Recommended Changes and Their Implementation
There are two recommended changes – establishing a reporting system and developing a framework for controlling microclimate in the patient rooms. These are not simple tasks, and therefore, should be managed through a change management system. CEC’s guidelines provide a sample implementation plan for a pressure injury prevention strategy. This plan can be used as a basis for implementing other related practices. CEC’s implementation plan consists of four steps – gathering data, identifying stakeholders, recruiting a team and identifying any obstacles (Pressure injury prevention, 2014).
When developing a reporting system, the data should be gathered on the number of pressure injuries that were acquired after patients were admitted to a hospital. This number will give an overall picture of pressure ulcers that could have been prevented if there was a reporting platform in place. Stakeholders are the managers, employees that register patients, attending doctors and nurses. A reporting system is essentially a software platform; therefore, the team should include professionals with domain knowledge, software engineers and architects. The microclimate control strategy can be implemented in the same manner.
References
Australian Institute of Health and Welfare (AIHW) 2019, Hospitals at a glance 2017–18. Web.

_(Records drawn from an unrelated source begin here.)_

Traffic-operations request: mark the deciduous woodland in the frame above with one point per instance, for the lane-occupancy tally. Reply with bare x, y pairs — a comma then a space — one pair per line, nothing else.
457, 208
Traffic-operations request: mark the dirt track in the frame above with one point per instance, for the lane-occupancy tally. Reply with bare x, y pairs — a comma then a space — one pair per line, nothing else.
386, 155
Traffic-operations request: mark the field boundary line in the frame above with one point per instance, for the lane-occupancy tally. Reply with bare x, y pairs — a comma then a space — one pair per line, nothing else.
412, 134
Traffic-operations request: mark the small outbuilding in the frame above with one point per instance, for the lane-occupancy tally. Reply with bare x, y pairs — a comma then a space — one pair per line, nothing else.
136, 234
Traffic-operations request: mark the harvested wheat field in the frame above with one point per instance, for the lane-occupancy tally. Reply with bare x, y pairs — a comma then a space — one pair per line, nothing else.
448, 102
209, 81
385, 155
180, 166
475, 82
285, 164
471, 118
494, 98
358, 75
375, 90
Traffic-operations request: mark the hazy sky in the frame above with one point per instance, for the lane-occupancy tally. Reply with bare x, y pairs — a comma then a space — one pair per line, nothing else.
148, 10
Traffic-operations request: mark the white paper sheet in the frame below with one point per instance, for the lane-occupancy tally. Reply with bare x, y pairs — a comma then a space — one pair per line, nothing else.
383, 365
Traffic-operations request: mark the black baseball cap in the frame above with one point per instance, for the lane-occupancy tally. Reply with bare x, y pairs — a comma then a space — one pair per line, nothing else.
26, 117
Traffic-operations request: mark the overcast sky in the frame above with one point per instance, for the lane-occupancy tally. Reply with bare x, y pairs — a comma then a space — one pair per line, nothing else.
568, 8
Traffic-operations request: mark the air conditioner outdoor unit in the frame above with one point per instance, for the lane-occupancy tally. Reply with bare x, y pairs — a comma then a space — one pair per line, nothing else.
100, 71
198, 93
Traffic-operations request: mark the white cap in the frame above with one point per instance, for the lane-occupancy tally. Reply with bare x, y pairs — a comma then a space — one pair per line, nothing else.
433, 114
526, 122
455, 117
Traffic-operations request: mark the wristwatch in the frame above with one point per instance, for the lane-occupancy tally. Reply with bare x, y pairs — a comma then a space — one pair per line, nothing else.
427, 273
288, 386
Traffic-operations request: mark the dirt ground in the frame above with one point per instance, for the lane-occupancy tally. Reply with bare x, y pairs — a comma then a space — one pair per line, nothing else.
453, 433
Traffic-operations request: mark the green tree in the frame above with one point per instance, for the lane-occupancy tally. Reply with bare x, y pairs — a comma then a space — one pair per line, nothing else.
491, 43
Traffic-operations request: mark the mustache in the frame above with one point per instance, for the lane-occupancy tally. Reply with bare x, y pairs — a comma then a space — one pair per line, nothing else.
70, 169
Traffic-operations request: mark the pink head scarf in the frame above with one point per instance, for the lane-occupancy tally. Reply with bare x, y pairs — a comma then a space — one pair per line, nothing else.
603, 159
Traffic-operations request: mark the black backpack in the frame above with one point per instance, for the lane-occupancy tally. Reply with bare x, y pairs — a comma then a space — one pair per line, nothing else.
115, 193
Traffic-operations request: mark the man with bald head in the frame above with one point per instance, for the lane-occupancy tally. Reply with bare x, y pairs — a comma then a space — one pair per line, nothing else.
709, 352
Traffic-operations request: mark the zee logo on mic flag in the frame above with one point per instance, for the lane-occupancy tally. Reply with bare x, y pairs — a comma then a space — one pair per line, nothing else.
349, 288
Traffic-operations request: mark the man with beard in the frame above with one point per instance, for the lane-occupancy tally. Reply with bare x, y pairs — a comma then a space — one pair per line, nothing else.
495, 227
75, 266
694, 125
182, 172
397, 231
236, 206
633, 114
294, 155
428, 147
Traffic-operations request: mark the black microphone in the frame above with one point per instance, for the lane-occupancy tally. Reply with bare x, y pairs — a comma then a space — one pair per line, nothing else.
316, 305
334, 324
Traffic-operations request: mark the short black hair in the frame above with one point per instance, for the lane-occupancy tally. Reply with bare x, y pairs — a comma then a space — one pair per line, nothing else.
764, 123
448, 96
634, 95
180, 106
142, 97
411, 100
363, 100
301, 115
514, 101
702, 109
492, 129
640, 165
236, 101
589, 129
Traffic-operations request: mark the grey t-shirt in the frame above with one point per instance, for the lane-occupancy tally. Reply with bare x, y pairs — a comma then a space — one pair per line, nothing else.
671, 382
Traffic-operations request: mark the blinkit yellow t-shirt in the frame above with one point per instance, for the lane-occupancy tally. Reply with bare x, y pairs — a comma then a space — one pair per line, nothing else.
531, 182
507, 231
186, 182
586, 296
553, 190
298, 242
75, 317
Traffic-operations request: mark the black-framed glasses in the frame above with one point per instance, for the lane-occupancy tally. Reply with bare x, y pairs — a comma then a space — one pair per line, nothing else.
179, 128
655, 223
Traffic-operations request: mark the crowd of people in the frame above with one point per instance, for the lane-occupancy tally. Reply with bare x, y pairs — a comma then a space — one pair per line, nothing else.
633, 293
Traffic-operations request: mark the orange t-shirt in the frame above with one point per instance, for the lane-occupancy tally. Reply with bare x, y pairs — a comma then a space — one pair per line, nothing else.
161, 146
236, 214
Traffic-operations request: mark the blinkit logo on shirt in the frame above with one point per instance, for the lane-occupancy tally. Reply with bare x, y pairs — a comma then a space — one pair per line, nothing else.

Bohlouli, B., Tonelli, M., Jackson, T., Hemmelgam, B. & Klarenbach, S. 2016, ‘Risk of hospital-acquired complications in patients with chronic kidney disease’, Clinical Journal of the American Society of Nephrology, vol. 11, no. 6, pp. 956-63.
Bhattacharya, S. & Mishra, R. 2015, ‘Pressure ulcers: current understanding and newer modalities of treatment’, Indian Journal of Plastic Surgery, vol. 48, no. 01, pp. 004-16.
Nguyen, K.-H., Chaboyer, W. & Whitty, J.A. 2015, ‘Pressure injury in Australian public hospitals: a cost-of-illness study’, Australian Health Review, vol. 39, no. 3, pp. 329-36.
Magid, B., Murphy, C., Lankiewicz, J., Lawandi, N. & Poulton, A. 2018, ‘Pricing for safety and quality in healthcare: A discussion paper’, Infection, disease & health, vol. 23, no. 1, pp. 49-53.
Panel, N.P.U.A. 2016, ‘NPUAP pressure injury stages’, Series NPUAP pressure injury stages.
Pressure injury prevention and management: policy implementation guide (2014). Web.
Preventing and managing pressure injuries: safety and quality improvement guide(2012). Web.
Prevention and treatment of pressure ulcers: quick reference guide (2014). Web.
Wayne, G. (2019) Risk plan for impaired skin integrity. Web.